Se la cava il truffatore del P2P

Vendeva informazioni su come scaricare client di file sharing e condividere file protetti, spacciando il tutto per attività perfettamente legale. Ora paga il cont(icin)o

Roma – Il peer-to-peer come terra di smanettoni dediti allo sharing di file pirata? Non solo e non sempre: c’è anche chi del P2P conosce solo il nome e, da utente poco esperto, si espone a truffe di varia natura. Come quella, decisamente singolare, messa in piedi tra il 2004 e il 2005 da Mp3DownloadCity.com, capace di vendere a 25 dollari informazioni su come diventare un perfetto pirata senza saperlo .

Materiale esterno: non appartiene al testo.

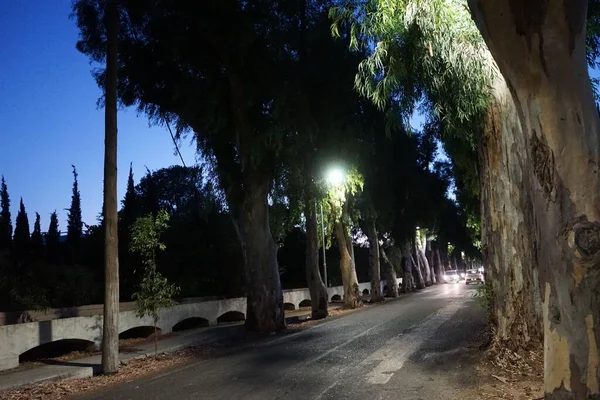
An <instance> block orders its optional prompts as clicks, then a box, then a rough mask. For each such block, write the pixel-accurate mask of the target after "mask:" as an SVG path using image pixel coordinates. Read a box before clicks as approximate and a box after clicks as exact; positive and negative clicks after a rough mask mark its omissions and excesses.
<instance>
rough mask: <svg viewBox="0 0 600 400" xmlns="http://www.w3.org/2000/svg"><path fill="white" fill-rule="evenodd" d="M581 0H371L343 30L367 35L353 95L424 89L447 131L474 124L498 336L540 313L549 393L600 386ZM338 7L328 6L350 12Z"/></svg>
mask: <svg viewBox="0 0 600 400" xmlns="http://www.w3.org/2000/svg"><path fill="white" fill-rule="evenodd" d="M590 3H591V7H590V8H589V9H588V7H587V5H588V1H585V0H584V1H581V2H577V3H576V4H571V5H569V6H568V8H565V5H564V3H563V2H561V1H543V2H542V1H534V2H524V3H515V2H512V1H510V0H502V1H494V2H492V1H485V0H471V1H469V6H470V10H471V12H472V14H473V18H474V19H475V21H476V22H477V26H476V25H475V23H473V21H472V20H471V15H470V12H469V9H468V8H467V7H466V5H467V4H466V2H465V1H458V0H446V1H444V0H439V1H428V2H423V1H409V2H397V3H389V2H385V1H379V0H375V1H368V2H366V3H363V5H362V6H361V7H360V8H361V10H362V12H363V14H362V15H360V14H359V16H358V18H357V20H358V21H359V22H360V23H361V26H362V29H355V32H357V33H360V34H361V35H363V37H368V39H369V40H370V41H373V40H375V41H376V43H377V46H376V47H375V51H374V52H373V54H372V56H371V57H370V58H369V59H368V60H367V61H366V62H365V63H364V64H363V67H362V68H361V70H360V71H359V74H360V73H362V78H364V79H361V78H359V79H358V82H359V87H360V88H361V89H362V91H363V93H364V94H366V95H369V96H371V98H373V99H374V100H375V101H380V102H381V101H385V99H387V98H388V97H389V94H390V93H391V92H396V93H395V95H396V96H398V92H400V93H402V95H401V96H400V97H401V98H402V101H405V102H408V103H411V102H412V101H413V100H414V98H415V97H414V94H415V93H418V94H419V95H420V94H425V95H426V97H427V99H428V102H429V103H430V105H432V108H433V109H434V110H435V111H436V112H437V114H438V115H440V116H443V118H444V120H445V125H446V128H447V130H448V133H449V132H452V131H454V132H459V131H460V130H459V129H457V128H460V127H461V123H462V126H463V127H466V128H468V129H467V130H466V131H465V133H468V132H471V133H475V134H477V135H478V137H477V139H478V140H477V142H474V143H473V144H474V145H475V144H478V145H479V158H480V163H479V164H480V165H479V167H480V176H481V182H482V186H481V190H480V196H481V198H482V217H483V220H482V233H483V237H482V245H483V251H484V256H485V258H486V261H487V263H489V264H490V267H491V268H490V269H491V272H492V277H493V282H494V292H495V300H496V305H495V314H496V318H497V320H498V328H499V329H498V331H497V332H498V339H500V340H502V341H505V343H506V344H508V345H510V346H511V347H518V346H522V347H528V346H529V345H531V343H535V342H536V341H537V340H539V339H540V337H541V332H542V330H541V327H542V325H543V331H544V335H543V336H544V341H545V354H546V356H545V360H546V364H545V367H546V376H545V382H546V388H545V390H546V397H547V398H574V397H575V398H583V397H586V396H597V395H598V394H599V391H600V389H599V386H600V385H599V382H598V380H599V379H598V376H597V374H595V373H593V371H596V370H597V369H598V367H599V365H598V364H599V362H598V357H597V356H596V355H593V356H591V355H590V354H592V353H594V354H595V353H596V351H595V350H594V349H595V348H596V339H595V338H596V337H598V336H599V334H598V330H599V329H600V327H599V326H600V325H598V324H595V323H593V322H592V321H596V320H597V319H599V318H600V315H598V313H599V311H598V310H599V309H600V308H599V307H598V306H599V305H600V304H597V303H598V301H600V300H598V298H597V296H594V294H593V293H594V290H593V289H592V288H593V287H595V286H594V285H595V283H593V282H595V274H590V273H589V271H591V270H593V268H595V267H596V265H597V263H598V261H597V258H596V253H597V252H598V249H597V248H596V247H595V245H593V244H591V243H596V241H595V240H588V239H584V238H590V237H596V236H597V233H596V232H597V228H595V224H597V222H596V221H597V220H598V218H600V216H599V215H598V212H597V210H591V209H590V206H589V205H590V204H594V203H595V202H596V201H597V198H598V197H599V196H600V189H599V187H598V185H597V184H596V182H597V176H596V175H595V174H596V172H595V168H588V167H587V166H588V165H597V164H598V162H599V161H600V160H598V158H600V156H598V154H599V153H600V152H598V147H599V143H598V140H597V137H598V134H597V132H598V128H597V125H598V113H597V110H596V109H595V104H594V100H593V95H592V90H591V85H590V79H589V76H588V74H587V70H586V69H587V64H586V61H587V62H588V63H590V61H591V62H592V63H594V62H595V59H594V57H595V55H597V54H596V53H597V51H596V50H595V48H597V46H596V44H597V40H596V39H595V38H594V36H595V33H594V34H592V35H590V34H587V35H586V30H585V21H586V12H587V13H588V15H587V18H588V20H590V22H591V23H590V26H591V27H592V28H594V27H597V23H596V21H597V16H596V15H593V12H594V10H597V8H596V7H595V6H596V3H597V2H595V1H593V2H590ZM365 4H366V5H365ZM337 11H338V12H334V13H333V14H334V16H335V17H336V18H339V17H344V16H350V15H352V16H356V15H357V13H356V9H354V10H352V13H353V14H348V10H345V11H343V12H339V9H338V10H337ZM344 13H346V14H345V15H344ZM590 13H592V14H591V15H590ZM590 37H591V39H590ZM544 38H546V39H549V38H552V39H551V40H544ZM586 39H587V44H588V49H587V50H588V51H587V54H588V59H587V60H586ZM534 42H535V43H536V45H533V43H534ZM354 43H358V42H357V41H356V40H355V41H354ZM401 50H405V51H402V52H401ZM590 50H591V51H590ZM590 54H592V55H591V56H590ZM400 55H401V56H400ZM524 60H527V62H524ZM442 68H443V69H442ZM415 70H416V73H414V72H415ZM441 71H444V73H443V74H440V72H441ZM415 88H420V90H419V89H417V90H415ZM449 89H452V90H449ZM464 122H467V126H465V124H464ZM567 138H569V139H567ZM573 138H576V139H573ZM514 250H516V251H514ZM538 280H539V282H540V286H541V288H540V287H539V286H538V285H537V281H538ZM540 289H541V290H540ZM542 297H543V298H544V301H543V302H542ZM569 299H570V300H569ZM540 304H542V307H540ZM542 316H543V317H544V318H543V324H542V318H541V317H542ZM561 316H562V317H561ZM586 332H591V333H589V334H587V333H586ZM509 339H510V340H509Z"/></svg>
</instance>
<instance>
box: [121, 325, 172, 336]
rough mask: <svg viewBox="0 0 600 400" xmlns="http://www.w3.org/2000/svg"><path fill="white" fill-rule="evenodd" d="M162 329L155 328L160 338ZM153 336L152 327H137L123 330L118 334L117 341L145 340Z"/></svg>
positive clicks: (152, 327)
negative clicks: (122, 330) (138, 338)
mask: <svg viewBox="0 0 600 400" xmlns="http://www.w3.org/2000/svg"><path fill="white" fill-rule="evenodd" d="M161 332H162V329H161V328H160V327H159V326H157V327H156V333H157V334H158V335H159V336H160V334H161ZM152 335H154V326H151V325H139V326H133V327H131V328H129V329H124V330H123V331H121V332H120V333H119V339H137V338H147V337H150V336H152Z"/></svg>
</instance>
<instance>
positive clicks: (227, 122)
mask: <svg viewBox="0 0 600 400" xmlns="http://www.w3.org/2000/svg"><path fill="white" fill-rule="evenodd" d="M74 15H75V17H76V20H77V24H78V27H79V29H80V40H79V42H78V49H79V50H80V51H82V52H83V53H84V54H86V55H88V56H89V57H90V58H91V59H92V60H93V61H101V60H103V58H104V56H105V51H104V47H105V45H104V43H105V40H106V35H105V30H104V28H103V26H102V24H101V23H100V21H101V19H102V15H103V10H102V9H101V8H100V7H99V6H98V2H97V1H93V0H80V1H78V2H76V3H75V6H74ZM297 16H298V3H297V2H293V3H292V2H285V1H266V0H259V1H252V2H246V1H237V0H225V1H222V0H221V1H212V0H211V1H206V2H201V3H195V2H176V3H174V2H171V1H166V0H164V1H162V0H158V1H153V2H143V1H130V2H126V3H124V4H123V6H122V12H121V22H122V29H121V33H120V35H119V44H120V46H121V53H120V54H121V57H120V59H119V74H120V77H121V79H120V80H119V84H120V86H119V98H120V101H121V102H122V103H123V104H124V105H126V106H135V107H137V109H138V111H140V112H141V113H143V114H146V115H147V116H148V117H149V118H150V120H151V121H153V122H154V123H159V124H166V125H168V127H171V126H173V127H175V133H176V134H177V135H178V136H180V137H181V136H184V135H185V134H186V133H187V134H192V135H193V137H194V138H195V140H196V143H197V145H198V149H199V150H200V151H202V152H203V154H204V155H205V157H206V160H208V162H209V163H211V164H212V166H213V167H214V170H215V173H216V175H217V177H218V180H219V183H220V185H221V186H222V188H223V190H224V192H225V196H226V199H227V203H228V209H229V210H230V212H231V215H232V219H233V221H234V222H235V226H236V228H237V231H238V236H239V238H240V242H241V244H242V249H243V254H244V260H245V264H246V268H245V269H246V273H245V275H246V280H247V293H248V310H247V319H246V325H247V326H248V327H249V328H250V329H253V330H257V331H262V332H271V331H278V330H281V329H284V328H285V323H284V314H283V296H282V291H281V284H280V279H279V271H278V266H277V247H276V245H275V242H274V240H273V237H272V235H271V232H270V227H269V204H268V201H267V195H268V193H269V191H270V188H271V184H272V182H273V179H274V170H275V165H276V162H277V155H278V151H279V150H280V149H281V138H282V137H283V136H285V133H286V132H285V127H284V125H283V124H279V119H278V116H279V113H280V112H281V111H282V108H281V107H280V106H281V105H282V104H283V103H284V102H285V100H286V97H287V94H288V93H289V92H288V87H287V82H288V80H287V79H286V73H288V72H289V69H288V67H289V66H290V65H293V64H294V63H296V61H297V60H296V58H297V52H296V51H295V50H294V47H293V46H292V45H293V41H294V40H296V35H295V33H296V32H297V22H298V18H297ZM292 33H294V34H292ZM290 46H291V47H290ZM288 50H289V51H288ZM148 66H151V67H150V68H149V67H148ZM105 78H106V74H105V72H104V71H102V70H100V71H99V72H98V73H97V74H96V79H97V81H98V82H99V83H100V84H101V83H102V82H103V81H104V80H105Z"/></svg>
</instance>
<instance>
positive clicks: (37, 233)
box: [31, 213, 44, 260]
mask: <svg viewBox="0 0 600 400" xmlns="http://www.w3.org/2000/svg"><path fill="white" fill-rule="evenodd" d="M43 252H44V241H43V238H42V226H41V221H40V214H38V213H35V223H34V224H33V232H32V233H31V254H32V257H33V259H34V260H37V259H39V258H40V257H42V255H43Z"/></svg>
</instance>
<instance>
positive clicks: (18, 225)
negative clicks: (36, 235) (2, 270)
mask: <svg viewBox="0 0 600 400" xmlns="http://www.w3.org/2000/svg"><path fill="white" fill-rule="evenodd" d="M30 240H31V238H30V234H29V219H28V218H27V212H26V211H25V204H23V198H21V202H20V203H19V213H18V214H17V219H16V222H15V235H14V237H13V244H12V245H13V254H14V255H15V258H16V260H17V262H18V263H19V264H22V263H25V262H26V261H27V258H28V256H29V247H30Z"/></svg>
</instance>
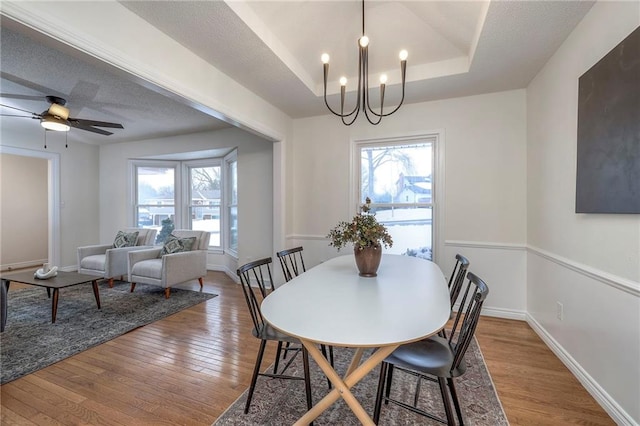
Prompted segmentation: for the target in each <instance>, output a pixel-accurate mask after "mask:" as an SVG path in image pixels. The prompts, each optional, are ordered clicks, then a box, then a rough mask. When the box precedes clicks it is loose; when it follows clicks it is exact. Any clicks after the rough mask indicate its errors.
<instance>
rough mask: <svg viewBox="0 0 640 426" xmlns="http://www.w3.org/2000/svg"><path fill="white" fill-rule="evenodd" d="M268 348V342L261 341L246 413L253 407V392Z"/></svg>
mask: <svg viewBox="0 0 640 426" xmlns="http://www.w3.org/2000/svg"><path fill="white" fill-rule="evenodd" d="M266 346H267V341H266V340H260V349H258V358H257V359H256V365H255V367H253V377H251V386H249V394H248V395H247V403H246V404H245V406H244V413H245V414H247V413H248V412H249V406H250V405H251V398H253V391H254V390H255V388H256V381H257V380H258V373H260V364H262V356H263V355H264V348H265V347H266Z"/></svg>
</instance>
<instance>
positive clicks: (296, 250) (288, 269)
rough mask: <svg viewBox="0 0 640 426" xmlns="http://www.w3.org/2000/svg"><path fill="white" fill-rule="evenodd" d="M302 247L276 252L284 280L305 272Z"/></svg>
mask: <svg viewBox="0 0 640 426" xmlns="http://www.w3.org/2000/svg"><path fill="white" fill-rule="evenodd" d="M302 250H303V248H302V247H294V248H290V249H286V250H282V251H279V252H278V253H276V255H277V256H278V260H279V261H280V266H281V267H282V273H283V274H284V280H285V281H287V282H288V281H291V279H292V278H293V277H297V276H298V275H300V274H301V273H303V272H305V271H306V269H305V267H304V259H303V258H302Z"/></svg>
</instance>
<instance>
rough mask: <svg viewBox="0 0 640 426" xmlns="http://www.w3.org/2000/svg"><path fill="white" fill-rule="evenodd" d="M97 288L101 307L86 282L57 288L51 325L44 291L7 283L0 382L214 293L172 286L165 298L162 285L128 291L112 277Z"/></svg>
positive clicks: (140, 324)
mask: <svg viewBox="0 0 640 426" xmlns="http://www.w3.org/2000/svg"><path fill="white" fill-rule="evenodd" d="M99 287H100V304H101V306H102V309H100V310H98V307H97V305H96V301H95V298H94V296H93V290H92V288H91V284H90V283H87V284H86V285H85V284H81V285H76V286H72V287H67V288H63V289H60V296H59V299H58V314H57V317H56V322H55V323H54V324H52V323H51V299H49V298H47V291H46V289H44V288H40V287H29V288H23V289H15V288H12V287H10V290H9V295H8V298H7V300H8V316H7V325H6V327H5V329H4V332H3V333H0V367H1V370H2V373H1V374H2V379H1V382H0V383H2V384H4V383H7V382H10V381H12V380H15V379H17V378H19V377H21V376H24V375H26V374H29V373H33V372H34V371H37V370H39V369H41V368H44V367H47V366H48V365H51V364H53V363H55V362H58V361H60V360H62V359H65V358H67V357H69V356H71V355H75V354H77V353H80V352H82V351H84V350H86V349H89V348H91V347H93V346H96V345H99V344H101V343H104V342H106V341H109V340H111V339H113V338H115V337H118V336H120V335H122V334H124V333H127V332H128V331H131V330H133V329H135V328H138V327H141V326H143V325H146V324H150V323H152V322H154V321H157V320H159V319H162V318H165V317H167V316H169V315H171V314H174V313H176V312H179V311H181V310H183V309H185V308H188V307H190V306H193V305H196V304H198V303H201V302H204V301H205V300H208V299H211V298H213V297H215V296H216V295H215V294H210V293H200V292H196V291H190V290H181V289H175V288H174V289H171V297H170V298H169V299H165V298H164V289H163V288H161V287H158V286H151V285H146V284H137V285H136V289H135V291H134V292H133V293H130V292H129V289H130V285H129V283H127V282H123V281H120V282H118V281H116V282H115V285H114V286H113V288H109V286H108V285H107V284H106V282H102V283H99ZM52 296H53V292H52Z"/></svg>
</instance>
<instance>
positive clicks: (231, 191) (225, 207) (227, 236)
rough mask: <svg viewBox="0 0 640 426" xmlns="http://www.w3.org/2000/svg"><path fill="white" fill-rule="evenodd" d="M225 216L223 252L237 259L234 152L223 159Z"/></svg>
mask: <svg viewBox="0 0 640 426" xmlns="http://www.w3.org/2000/svg"><path fill="white" fill-rule="evenodd" d="M224 164H225V170H226V178H227V179H226V185H225V191H226V194H225V216H226V223H227V224H228V230H229V232H228V233H227V239H226V243H225V251H228V252H229V253H231V254H233V255H234V256H235V257H238V158H237V155H236V152H235V151H234V152H232V153H231V154H229V155H227V156H226V157H225V163H224Z"/></svg>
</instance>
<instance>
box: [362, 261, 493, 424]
mask: <svg viewBox="0 0 640 426" xmlns="http://www.w3.org/2000/svg"><path fill="white" fill-rule="evenodd" d="M463 287H464V286H463ZM488 294H489V287H488V286H487V284H486V283H485V282H484V281H483V280H482V279H480V278H478V277H477V276H476V275H475V274H473V273H472V272H469V273H467V285H466V288H465V290H464V292H463V293H462V294H461V296H462V300H461V303H460V309H458V312H457V313H456V315H455V319H454V323H453V327H452V329H451V331H450V333H449V337H448V338H443V337H441V336H432V337H430V338H428V339H424V340H420V341H418V342H414V343H409V344H406V345H402V346H400V347H398V348H397V349H396V350H395V351H393V353H391V355H389V356H388V357H387V358H386V359H385V360H384V361H383V362H382V365H381V368H380V379H379V381H378V391H377V395H376V402H375V406H374V413H373V421H374V422H375V423H376V424H378V422H379V420H380V411H381V408H382V401H383V400H384V402H385V404H388V403H389V402H392V403H394V404H396V405H398V406H400V407H402V408H405V409H408V410H410V411H412V412H414V413H416V414H420V415H422V416H425V417H428V418H430V419H433V420H436V421H439V422H441V423H446V424H448V425H455V420H454V416H453V411H452V409H451V400H453V405H454V407H455V410H456V414H457V417H458V421H459V424H460V425H463V424H464V421H463V418H462V410H461V408H460V402H459V401H458V395H457V393H456V388H455V384H454V380H453V379H454V378H456V377H460V376H462V375H463V374H464V373H465V371H466V368H467V364H466V362H465V360H464V355H465V353H466V351H467V348H468V347H469V344H470V343H471V340H472V339H473V337H474V334H475V330H476V326H477V325H478V320H479V318H480V310H481V309H482V304H483V303H484V301H485V299H486V298H487V295H488ZM394 367H399V368H401V369H402V370H403V371H409V372H411V374H413V375H416V376H418V377H419V378H420V379H425V380H429V381H432V382H437V383H438V385H439V388H440V393H441V394H442V400H443V402H444V411H445V414H446V420H445V419H442V418H440V417H438V416H436V415H434V414H432V413H429V412H427V411H424V410H423V409H420V408H418V407H417V395H416V396H414V400H413V402H412V403H408V402H405V401H400V400H398V399H395V398H392V397H391V396H390V394H391V388H392V386H393V371H394ZM449 398H451V400H450V399H449Z"/></svg>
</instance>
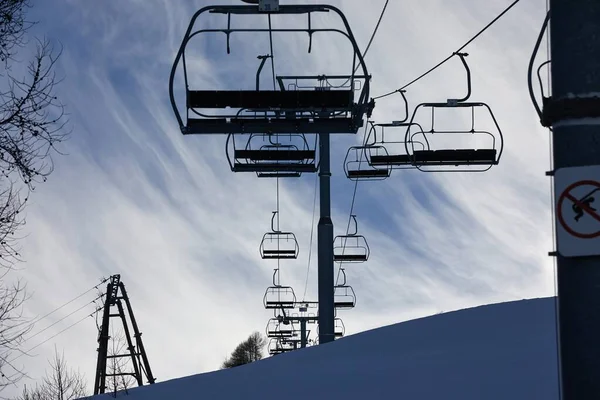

Gli autori del sito, denunciati proprio nel 2005 dalla Commissione federale americana sul Commercio, la FCC , promettavano agli sprovveduti utenti che vi finivano sopra la possibilità di entrare nel grande mondo del file sharing in modo del tutto legale . Una volta “abbonati”, gli utenti venivano istruiti su come scaricare i più diversi client P2P e su come utilizzarli, al contrario di quanto dichiarato sul sito, che parlava di “licenza di download”.

Una proposta fittizia e fasulla che ha scatenato l’ente regolatore americano, convinto che si trattasse di una truffa bella e buona. Per questo nelle scorse ore i promotori di quel sito hanno firmato una intesa con FTC che pone fine a quelle attività e li obbliga ad inserire sui propri siti un chiaro disclaimer che indichi con esattezza i rischi civili e penali in cui può incorrere chi condivide in Internet file protetti dal diritto d’autore.

Non solo. L’accordo che chiude la vicenda costringe gli scammers , termine con cui si indicano in gergo gli autori di questo genere di truffe, a rimborsare circa 15mila dollari a tutti coloro che sono stati tratti in inganno da quell’attività, più di 600 persone. Ormai da qualche tempo, peraltro, il sito linka ad altre pagine web in cui si propone un “downloader gratuito” e si spiegano, appunto, i rischi ai quali si può andare incontro.

Di un certo interesse, per la verità, il fatto che la truffa così orchestrata non abbia portato alla messa al bando delle loro attività online: sebbene “ritoccate”, queste rimangono attive e potrebbero portare a nuovi incassi. A mitigare la cosa il fatto che sui siti degli autori della truffa dovrà apparire una nota in cui si spieghi che l’annuncio di una licenza “100 per cento legale” era invece “100 per cento fasulla”.

Con l’occasione FTC ha pubblicizzato una propria documentazione studiata per mettere in guardia tutti gli utenti P2P dall’intrattenere attività illegali in rete.